Recently Ali Cloud threat intelligence monitoring open source database
Apache CouchDB
The new version 2.1.1& was released on November 7, 2017
1.7.0/1.7.1 To fix two high-risk remote command execution vulnerabilities named CVE-2017-12635/12636.


1.7.0/1.7.1


The details are as follows:

Vulnerability No. :



CVE-2017-12635


CVE-2017-12636


Name of vulnerability:



Apache CouchDB Remote command execution vulnerability


Official rating:



At high risk of


Vulnerability description:



CVE-2017-12635


Because CouchDB’s Erlang-based JSON parser differs from its javascript-based JSON parser, you can submit _USERS documents in the database with duplicate keys for roles for access control, including the special case _admin role representing administrative users. Used in conjunction with CVE-2017-12636 (Remote Execution Code), it enables a non-administrator user to access any shell command on the server as a database system user.
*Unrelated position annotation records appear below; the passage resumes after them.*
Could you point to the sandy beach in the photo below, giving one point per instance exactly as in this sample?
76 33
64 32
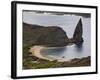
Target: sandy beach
36 51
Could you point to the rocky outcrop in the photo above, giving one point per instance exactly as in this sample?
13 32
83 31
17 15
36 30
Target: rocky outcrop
52 36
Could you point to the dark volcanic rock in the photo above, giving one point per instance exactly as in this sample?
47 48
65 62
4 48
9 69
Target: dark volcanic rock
52 36
49 36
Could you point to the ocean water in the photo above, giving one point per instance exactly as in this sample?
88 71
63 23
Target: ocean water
68 24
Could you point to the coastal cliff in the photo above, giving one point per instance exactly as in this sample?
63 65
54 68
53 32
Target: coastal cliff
52 36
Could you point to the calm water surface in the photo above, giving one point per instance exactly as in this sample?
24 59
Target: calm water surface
68 23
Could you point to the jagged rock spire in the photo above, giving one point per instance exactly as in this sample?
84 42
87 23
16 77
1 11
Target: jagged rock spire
78 31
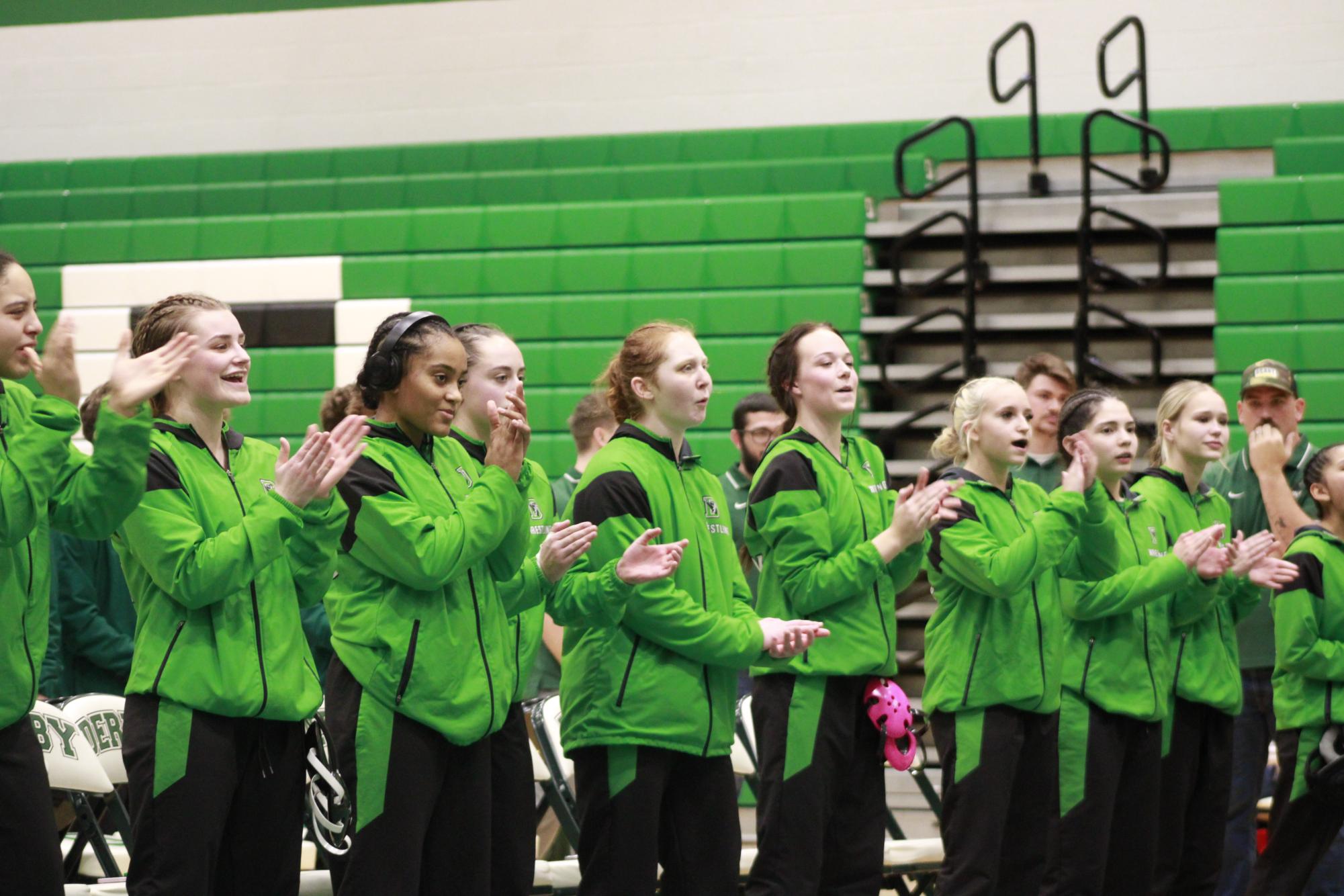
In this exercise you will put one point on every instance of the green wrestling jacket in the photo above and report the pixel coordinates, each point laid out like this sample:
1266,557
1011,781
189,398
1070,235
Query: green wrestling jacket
416,613
220,568
46,482
666,676
813,518
1117,632
1309,633
529,584
996,637
1206,668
Differences in JSON parsers result in behavior: if two role keys are available in JSON, the second role key is used for authorization document writing, but the first role key is used for subsequent authorization of the newly created user. By design, users cannot assign their own roles. This vulnerability allows non-administrator users to grant their own administrator privileges.





CVE-2017-13090


CouchDB administration users can configure the database server over HTTP (S). Some configuration options include the path to the operating system-level binaries, which are then started by CouchDB. This allows the CouchDB administrator user to execute arbitrary shell commands as a CouchDB user, including downloading and executing scripts from the public Internet.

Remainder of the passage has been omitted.